09:09 UK, 8th September 2009, by Agrimoney.com
D1 picks up pieces following BP exit

D1 Oils, the beleaguered jatropha specialist, unveiled yet another corporate shake-up, and confirmed a retreat from plantation expansion, as it picked itself up from the end of its joint venture with BP.

The UK group said it had set up a third division – business development – aimed at exploiting its knowledge of jatropha built up at its planting and science divisions.

The addition is the latest in a series of changes at D1, which last year pulled out of producing biodiesel from bought-in vegetable oils, selling its refinery two months ago, and this year witnessed the break-up of a plantations tie-up with BP, the oil giant.

D1 bought BP out of the venture after alternative investors could not be found.

"Our new unified management team has made a strong start to restructuring and streamling operations," chief executive Ben Good said.

Planting retreat

Changes also included the ditching of plans to expand plantings which, when the BP joint venture was in place, were set to hit 300,000 hectares by the end of last year.

D1's plantings division, which had an interest in 220,000 hectares of plantations as of the end of June, will now "focus on the most commercial viable areas of jatropha planting", Mr Good said.

"It is essential over the coming year that we demonstrate to investors our ability to extract maximum value from our existing planting interests."

The group, which restated that it had sufficient funds to remain cash positive until at least the end of next year, in June gave investors 18 months' notice of its fourth capital raise since it was listed in 2004. D1 also raised capital at its flotation.

'Realise value' 

D1's science division was contributing to the group's financial welfare by developing the first commercial jatropha seeds, for sale to farmers, and building a pilot plant for processing jatropha meal.

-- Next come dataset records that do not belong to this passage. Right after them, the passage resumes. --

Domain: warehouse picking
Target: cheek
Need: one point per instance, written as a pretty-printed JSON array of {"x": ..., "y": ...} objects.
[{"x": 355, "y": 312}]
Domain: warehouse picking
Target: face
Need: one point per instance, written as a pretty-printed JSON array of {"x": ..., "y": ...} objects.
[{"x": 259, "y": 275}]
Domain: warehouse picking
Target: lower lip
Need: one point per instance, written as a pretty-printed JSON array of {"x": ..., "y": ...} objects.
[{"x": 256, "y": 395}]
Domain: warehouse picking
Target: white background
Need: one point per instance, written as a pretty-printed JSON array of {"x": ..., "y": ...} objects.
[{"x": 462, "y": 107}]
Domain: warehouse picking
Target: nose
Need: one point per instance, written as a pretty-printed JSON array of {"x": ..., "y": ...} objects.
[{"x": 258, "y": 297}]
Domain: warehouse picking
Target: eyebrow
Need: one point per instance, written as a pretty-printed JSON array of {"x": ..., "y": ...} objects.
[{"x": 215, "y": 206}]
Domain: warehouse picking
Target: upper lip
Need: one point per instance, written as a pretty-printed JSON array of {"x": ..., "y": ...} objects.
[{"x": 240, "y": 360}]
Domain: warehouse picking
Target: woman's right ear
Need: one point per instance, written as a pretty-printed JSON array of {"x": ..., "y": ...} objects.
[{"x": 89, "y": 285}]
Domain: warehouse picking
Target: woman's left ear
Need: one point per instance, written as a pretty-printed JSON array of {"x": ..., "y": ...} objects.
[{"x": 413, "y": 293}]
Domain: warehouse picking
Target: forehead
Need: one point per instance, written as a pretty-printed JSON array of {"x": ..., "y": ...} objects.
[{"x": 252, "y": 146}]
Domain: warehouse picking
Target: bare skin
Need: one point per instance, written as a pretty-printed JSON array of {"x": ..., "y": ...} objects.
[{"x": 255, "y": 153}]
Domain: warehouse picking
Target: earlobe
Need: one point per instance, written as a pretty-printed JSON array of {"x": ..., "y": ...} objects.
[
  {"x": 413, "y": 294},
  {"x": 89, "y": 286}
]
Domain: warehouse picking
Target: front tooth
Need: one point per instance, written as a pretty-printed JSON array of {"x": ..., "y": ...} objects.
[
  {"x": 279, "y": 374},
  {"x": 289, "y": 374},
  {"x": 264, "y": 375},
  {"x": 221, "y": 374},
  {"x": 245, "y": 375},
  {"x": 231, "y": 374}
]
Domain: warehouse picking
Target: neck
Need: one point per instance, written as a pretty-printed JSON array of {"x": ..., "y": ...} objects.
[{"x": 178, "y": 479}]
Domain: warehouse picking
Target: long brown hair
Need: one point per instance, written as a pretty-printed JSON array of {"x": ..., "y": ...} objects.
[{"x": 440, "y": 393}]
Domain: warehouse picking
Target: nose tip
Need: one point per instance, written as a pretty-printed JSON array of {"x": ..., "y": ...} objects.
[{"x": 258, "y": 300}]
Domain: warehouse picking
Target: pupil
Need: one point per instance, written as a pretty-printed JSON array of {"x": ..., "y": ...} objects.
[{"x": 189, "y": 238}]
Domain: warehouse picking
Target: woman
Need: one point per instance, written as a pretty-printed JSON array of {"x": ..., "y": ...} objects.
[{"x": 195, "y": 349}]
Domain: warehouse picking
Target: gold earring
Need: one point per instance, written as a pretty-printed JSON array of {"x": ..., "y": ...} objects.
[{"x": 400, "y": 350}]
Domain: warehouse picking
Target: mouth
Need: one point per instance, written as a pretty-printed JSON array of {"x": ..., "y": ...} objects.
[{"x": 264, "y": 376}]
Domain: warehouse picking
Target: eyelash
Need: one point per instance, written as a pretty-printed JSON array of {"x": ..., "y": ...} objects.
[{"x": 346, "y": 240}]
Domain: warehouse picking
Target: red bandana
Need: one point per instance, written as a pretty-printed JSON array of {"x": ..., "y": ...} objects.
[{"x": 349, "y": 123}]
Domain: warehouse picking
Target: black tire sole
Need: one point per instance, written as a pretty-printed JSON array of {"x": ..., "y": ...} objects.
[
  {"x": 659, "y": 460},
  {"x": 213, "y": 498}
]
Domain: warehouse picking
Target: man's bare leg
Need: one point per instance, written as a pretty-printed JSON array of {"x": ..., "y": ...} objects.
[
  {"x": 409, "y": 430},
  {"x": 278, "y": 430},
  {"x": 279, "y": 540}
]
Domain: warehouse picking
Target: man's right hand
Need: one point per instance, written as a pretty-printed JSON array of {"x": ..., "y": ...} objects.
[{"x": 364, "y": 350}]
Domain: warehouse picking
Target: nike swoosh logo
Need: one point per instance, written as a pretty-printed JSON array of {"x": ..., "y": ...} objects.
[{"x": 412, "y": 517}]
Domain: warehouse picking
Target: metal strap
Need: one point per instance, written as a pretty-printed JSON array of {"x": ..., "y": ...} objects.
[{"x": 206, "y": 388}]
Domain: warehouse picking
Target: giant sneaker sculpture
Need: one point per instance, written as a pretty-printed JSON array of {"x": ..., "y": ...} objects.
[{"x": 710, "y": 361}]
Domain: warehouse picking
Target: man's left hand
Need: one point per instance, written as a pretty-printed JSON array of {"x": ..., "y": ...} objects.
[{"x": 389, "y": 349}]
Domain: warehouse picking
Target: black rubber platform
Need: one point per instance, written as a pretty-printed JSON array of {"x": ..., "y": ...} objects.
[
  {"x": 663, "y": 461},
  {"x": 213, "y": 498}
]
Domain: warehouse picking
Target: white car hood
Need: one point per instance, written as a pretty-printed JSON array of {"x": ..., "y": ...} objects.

"Progress against such markers is essential to demonstrate our ability to realise value for shareholders," Mr Good said.

While the jatropha's primary product is oil, a non-edible oil used in making biofuels, D1 is attempting champion the use of the meal byproduct as an animal feed.

Shares jump

The comments came as D1 revealed that, in the January-to-June half, revenues from continuing operations dropped 29% to £1.54m, reflecting the break-up of the tie-up with BP.

However, losses halved to £2.81m, again reflecting accounting methods used for the joint venture.

D1 Oils shares stood 0.23p higher at 5.98p in afternoon deals in London.